Ит не выдержал и рассмеялся.
– Ага, ржет. И меня подкалывает так, что я начинаю верить. Значит, ожил, – улыбнулся Скрипач. – Так, ладно. Ты полежи, а я за аптечкой схожу. Надо тебе руку сделать. Сейчас обезболю, вправлю, а потом за час подзатяну. Ага?
– Не «ага», – возразил Ит. – Все равно до завтра не восстановится.
– Не до завтра, а через трое суток, не раньше. И эти трое суток, родной, ты будешь делать три вещи – есть, спать и радовать меня своим присутствием на этом свете. Понял?

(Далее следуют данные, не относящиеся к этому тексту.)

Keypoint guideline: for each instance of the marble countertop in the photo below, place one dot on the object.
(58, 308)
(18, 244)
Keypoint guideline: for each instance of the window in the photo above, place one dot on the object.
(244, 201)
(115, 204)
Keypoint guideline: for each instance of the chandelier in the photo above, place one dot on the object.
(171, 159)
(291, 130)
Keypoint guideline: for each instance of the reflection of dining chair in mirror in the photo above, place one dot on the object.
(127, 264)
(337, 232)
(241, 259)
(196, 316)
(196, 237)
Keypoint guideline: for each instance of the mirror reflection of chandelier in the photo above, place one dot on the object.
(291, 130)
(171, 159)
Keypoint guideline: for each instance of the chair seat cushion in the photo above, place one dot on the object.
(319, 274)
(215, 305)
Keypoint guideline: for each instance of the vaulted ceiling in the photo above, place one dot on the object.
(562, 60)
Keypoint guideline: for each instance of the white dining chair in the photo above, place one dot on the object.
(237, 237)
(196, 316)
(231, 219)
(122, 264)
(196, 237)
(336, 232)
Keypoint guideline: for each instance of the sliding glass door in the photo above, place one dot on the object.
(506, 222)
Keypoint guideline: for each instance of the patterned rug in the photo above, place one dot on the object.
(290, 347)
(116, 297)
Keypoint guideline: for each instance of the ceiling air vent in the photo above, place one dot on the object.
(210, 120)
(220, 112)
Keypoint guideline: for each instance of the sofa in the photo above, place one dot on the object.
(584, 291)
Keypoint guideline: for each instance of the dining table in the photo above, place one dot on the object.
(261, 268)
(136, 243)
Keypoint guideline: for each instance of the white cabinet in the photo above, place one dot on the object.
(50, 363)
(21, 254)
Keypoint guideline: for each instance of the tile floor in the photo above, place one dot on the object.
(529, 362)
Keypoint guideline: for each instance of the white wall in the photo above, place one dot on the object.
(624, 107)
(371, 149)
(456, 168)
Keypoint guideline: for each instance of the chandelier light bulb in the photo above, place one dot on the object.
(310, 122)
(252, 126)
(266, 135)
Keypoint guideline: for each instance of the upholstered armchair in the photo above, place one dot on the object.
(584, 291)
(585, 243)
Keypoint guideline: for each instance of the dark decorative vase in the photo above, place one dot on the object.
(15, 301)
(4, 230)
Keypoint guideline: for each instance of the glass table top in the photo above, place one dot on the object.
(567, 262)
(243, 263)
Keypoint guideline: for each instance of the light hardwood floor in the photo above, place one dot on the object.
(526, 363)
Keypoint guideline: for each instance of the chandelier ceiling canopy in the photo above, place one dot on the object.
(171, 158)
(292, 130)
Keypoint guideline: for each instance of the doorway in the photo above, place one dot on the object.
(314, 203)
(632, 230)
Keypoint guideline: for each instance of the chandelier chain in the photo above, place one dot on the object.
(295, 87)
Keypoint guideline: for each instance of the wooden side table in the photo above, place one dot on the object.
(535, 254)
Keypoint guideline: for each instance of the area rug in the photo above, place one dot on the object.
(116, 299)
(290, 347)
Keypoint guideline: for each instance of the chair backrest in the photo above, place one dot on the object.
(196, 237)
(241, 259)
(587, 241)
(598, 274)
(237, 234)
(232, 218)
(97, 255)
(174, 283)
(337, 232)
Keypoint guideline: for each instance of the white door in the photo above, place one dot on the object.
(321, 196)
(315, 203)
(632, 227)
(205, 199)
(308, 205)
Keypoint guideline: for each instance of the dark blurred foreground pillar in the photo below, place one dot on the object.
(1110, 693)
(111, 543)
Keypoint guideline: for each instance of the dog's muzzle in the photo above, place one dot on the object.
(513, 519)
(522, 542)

– Рыжий, я не шутил, – вдруг сказал Ит. Скрипач нахмурился. – Я знаю, что это звучит, как бред, но я на самом деле не шутил. Я сам не понимаю, как это получилось… Может, реакция на стресс?..
– Или последствие травмы, – уже серьезно закончил Скрипач. – В таком случае, думаю, ничего плохого в этом нет. Перебесишься и успокоишься. Не переживай только, ладно?
– Ладно, – покладисто пообещал Ит и добавил, уже голосом Найф: – Я не могу отказаться от столь лестного предложения, сударь. Но я все-таки должна его хорошо обдумать.
– Фу на тебя, придурок, – засмеялся Скрипач. – Кончай издеваться!.. С головой у него плохо, как же. Еще раз про эту гадость заикнешься, урою. И хватит об этом. Одеяло притащить?
– Тащи. Доски жесткие, – согласился Ит. – Можешь и подушку тоже прихватить.
Дальше все было хорошо. Настолько хорошо, насколько это вообще возможно. Очень странное «хорошо», которое по сути своей стало симфонией прощения, когда каждый просит прощения у каждого и каждый виноват настолько, что просить прощения может, а простить себя – нет.
Прости меня…
Прости меня за то, что я сделал.
Прости меня за то, что я ушел и бросил тебя.
Прости меня за то, что я тебя предал.
Прости меня за то, что я так чудовищно тебя унизил.
Прости меня за причиненный тебе страх.
Прости меня за то, что тебе было больно.